Answer: The FEA uses “Model A.” My analysis showed that the FEA notion of a “Business Area” and “Line of Business” describes the same thing as the notion of “Business Capability” in a business capability framework. I also noted that, in the FEA, processes exist under the capabilities. There is no notion, in the framework itself, of processes that tie together capabilities across functional boundaries.
I find this curious, because there is clearly INTENT to create and understand cross-functional processes. Looking at some of the presentations made to various conferences, it certainly appears to be the goal to create an optimized structure for the improvement of cross-functional processes… yet there is nothing in the framework for it.
Studying the FEA, I noticed something else interesting. In the FEA, business processes live at the intersection of the agency and the capability (or sub-function, as the FEA calls it). In other words, if two agencies share a capability (say “loan guarantees”), then each agency will implement that capability using their own processes.
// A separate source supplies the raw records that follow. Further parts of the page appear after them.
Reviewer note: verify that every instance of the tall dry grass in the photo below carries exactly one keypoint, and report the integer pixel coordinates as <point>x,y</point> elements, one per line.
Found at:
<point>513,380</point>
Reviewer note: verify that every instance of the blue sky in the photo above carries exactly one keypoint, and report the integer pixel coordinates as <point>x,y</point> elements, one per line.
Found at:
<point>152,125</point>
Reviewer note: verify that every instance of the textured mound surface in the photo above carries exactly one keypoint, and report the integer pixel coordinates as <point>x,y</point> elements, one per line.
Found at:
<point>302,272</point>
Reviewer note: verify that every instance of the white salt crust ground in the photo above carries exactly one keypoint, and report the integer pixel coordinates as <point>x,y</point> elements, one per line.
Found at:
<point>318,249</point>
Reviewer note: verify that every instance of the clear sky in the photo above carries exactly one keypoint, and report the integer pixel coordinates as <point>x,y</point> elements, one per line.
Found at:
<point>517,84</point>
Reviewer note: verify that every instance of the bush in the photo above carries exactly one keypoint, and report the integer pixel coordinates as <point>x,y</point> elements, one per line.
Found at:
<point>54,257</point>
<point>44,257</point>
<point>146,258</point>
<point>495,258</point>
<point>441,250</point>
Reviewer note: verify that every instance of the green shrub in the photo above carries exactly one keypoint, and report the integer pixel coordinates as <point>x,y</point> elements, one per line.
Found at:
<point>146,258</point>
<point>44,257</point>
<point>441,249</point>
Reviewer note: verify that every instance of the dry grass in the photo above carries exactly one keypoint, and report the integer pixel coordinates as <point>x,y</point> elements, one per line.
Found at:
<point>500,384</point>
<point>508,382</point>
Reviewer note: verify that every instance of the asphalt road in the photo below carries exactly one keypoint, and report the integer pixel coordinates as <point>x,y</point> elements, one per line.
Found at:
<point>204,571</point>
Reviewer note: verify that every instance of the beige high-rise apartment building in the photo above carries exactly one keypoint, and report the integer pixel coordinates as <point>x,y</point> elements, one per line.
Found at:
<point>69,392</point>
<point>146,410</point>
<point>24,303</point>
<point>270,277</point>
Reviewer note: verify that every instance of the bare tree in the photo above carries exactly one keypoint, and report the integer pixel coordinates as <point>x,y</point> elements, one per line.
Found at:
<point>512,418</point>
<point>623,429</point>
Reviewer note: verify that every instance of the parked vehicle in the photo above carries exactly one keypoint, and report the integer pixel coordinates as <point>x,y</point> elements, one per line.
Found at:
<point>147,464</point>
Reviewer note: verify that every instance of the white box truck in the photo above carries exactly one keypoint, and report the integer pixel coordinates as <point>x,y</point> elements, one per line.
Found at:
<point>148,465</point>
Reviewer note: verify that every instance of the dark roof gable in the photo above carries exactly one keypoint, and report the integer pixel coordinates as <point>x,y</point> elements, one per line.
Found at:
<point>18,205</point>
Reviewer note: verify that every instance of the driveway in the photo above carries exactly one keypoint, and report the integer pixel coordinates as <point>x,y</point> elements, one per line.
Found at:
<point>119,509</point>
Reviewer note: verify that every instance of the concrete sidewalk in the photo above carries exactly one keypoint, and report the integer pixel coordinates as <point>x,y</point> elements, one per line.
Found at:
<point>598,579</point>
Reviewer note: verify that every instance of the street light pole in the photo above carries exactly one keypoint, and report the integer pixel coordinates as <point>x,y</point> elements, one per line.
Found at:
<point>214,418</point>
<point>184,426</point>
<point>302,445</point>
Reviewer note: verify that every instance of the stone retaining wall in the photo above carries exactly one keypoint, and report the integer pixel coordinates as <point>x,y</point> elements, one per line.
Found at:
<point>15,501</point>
The FEA taxonomy has nothing to say about alignment or reuse at the process level. While processes show up in mappings to technology, they don’t show up in the framework.
Without a process taxonomy, there is no mechanism to align processes, or find common elements even further down the list, at the activity level. This is key, because in an ideal state, Enterprise SOA services support business process activities, and can be composed from there into support for processes themselves. Without the activity level, the FEA cannot simplify beyond EAI levels, where entire applications were rationalized.
So my suggestion, to my hard-working colleagues who work on the FEA, is to include and make useful a business process hierarchy, separate from the functional (capability) hierarchy that the FEA now describes, and fill out the process activity element that sits at the join (junction) between an organization and the sub function (capability).